Saturday, December 4, 2010

That whole MT project

OK, so the post-editing project I foolishly agreed to help with consisted of:
  • OCR with Able2Extract
  • MT with a mixture of (I think) Google Translate and Systran
  • First-pass proofreading
  • Second-pass post-editing
So let's talk about that. A far, far better workflow would have been:
  • OCR with whatever
  • Source-language spell checking and correction
  • Identification of key phrases and terminology as cues for MT
  • TRADOS or similar to avoid rework of existing sentences
  • MT with whatever
  • Target-language spell checking, feeding results back through MT until at least everything is English
  • First-pass post-editing
  • Second-pass proofreading
This workflow uses (or at least could use) the exact same tools as above, but without the introduction of errors at each step that make later steps impossible to manage. First-pass post-editing should be done by a bilingual translator, using specialized post-editing tools (not yet written) plus a normal translation memory (and of course the TM should also be used before passing text off to the MT stage). Systematic errors should be documented and recycled through the MT process.

One key insight: terminology research really starts to get a lot more important in this workflow than in normal CAT.
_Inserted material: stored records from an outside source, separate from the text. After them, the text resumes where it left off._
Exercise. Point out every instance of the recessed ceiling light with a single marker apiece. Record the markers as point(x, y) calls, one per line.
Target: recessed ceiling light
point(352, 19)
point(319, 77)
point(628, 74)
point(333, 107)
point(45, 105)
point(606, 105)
Thursday, December 2, 2010

More thoughts on a non-stupid text editor

I'm doing some post-editing for Portuguese today (I know, I know, never do MT post-editing, but this customer is a good one and I just couldn't say no). As usual with post-Systran work, there is a lot of dragging and dropping involved, and frankly? Word freaking sucks at dragging and dropping. Why should that be? Why can't I drag a word from the end of a punctuated sentence into its middle and have Word get the spacing right?

The mind boggles.

So it looks like I'm just going to have to break down and address non-stupid text editing again.